This Phase I STTR proposal seeks funding to support development and evaluation of a prototype low-cost, easy to use and portable ultrasound imaging system. There are many applications in clinical medicine where such a transcutaneous imaging system would be of great value. For this proposal, our main focus is to provide guidance for intravenous catheter insertion. The role of ultrasound in this and other similar needle insertion procedures is well known. However, this research is oriented towards achieving an order of magnitude cost reduction, retaining reasonable image quality (particularly contrast), and developing the versatility to offer additional scan planes beyond those currently in common practice. Specifically, the proposed system will provide C-Scan capability using a highly integrated 2D transducer array and beamformer. We hypothesize that C-scan imaging will make our system considerably more intuitive to the less experienced user and therefore more likely to be widely accepted.

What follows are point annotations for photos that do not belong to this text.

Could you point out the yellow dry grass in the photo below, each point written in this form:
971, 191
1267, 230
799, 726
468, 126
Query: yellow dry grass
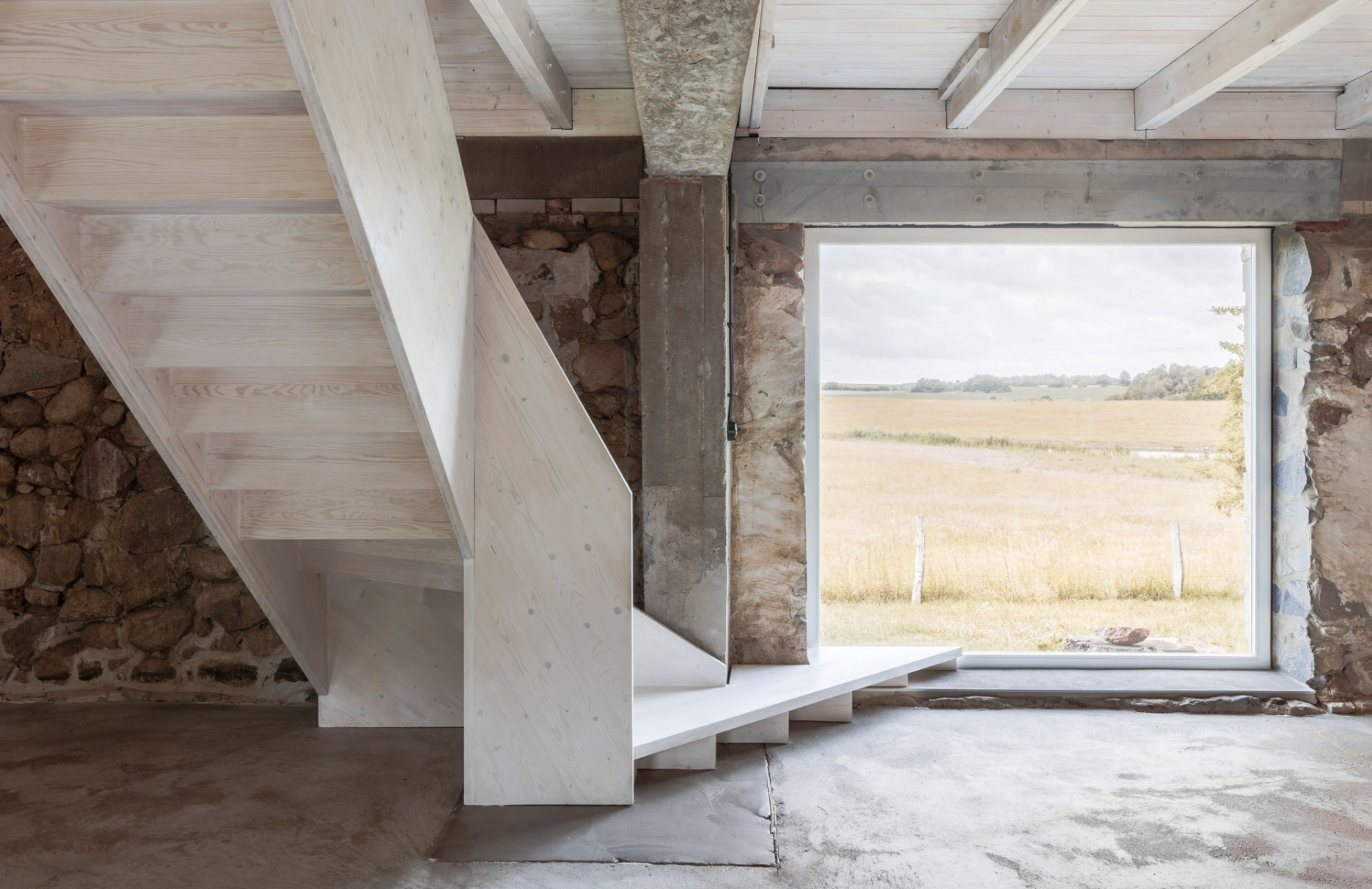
1124, 423
1024, 546
998, 626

The Aims of this proposal are: 1). Assemble C-scan imaging system consisting of 2D array, existing custom integrated circuit and PC-based beamformer. This prototype will provide proof of concept for this low cost imaging strategy and builds from previous research in 2D transducer technology, novel beamforming algorithms and highly integrated circuitry. 2.) Obtain phantom data using prototype system and compare beamforming algorithms off-line. Using the prototype, experimental data will be gathered in order to test system performance with several new beamforming strategies. 3.) Design, fabricate, and test high-risk aspects of the integrated circuit and associated packaging. Performance aspects of the integrated circuit such as SNR, power, crosstalk, protection circuits and transducer interface will be tested with the production of a prototype board.
These aims will test the hypothesis that a combination of integrated circuit topology, low profile 2D array, and beamforming algorithms can be implemented in order to meet the cost, size, and power constraints of our long-term goals. This research is a collaborative effort between PocketSonics and the University of Virginia Departments of Biomedical Engineering and Electrical and Computer Engineering.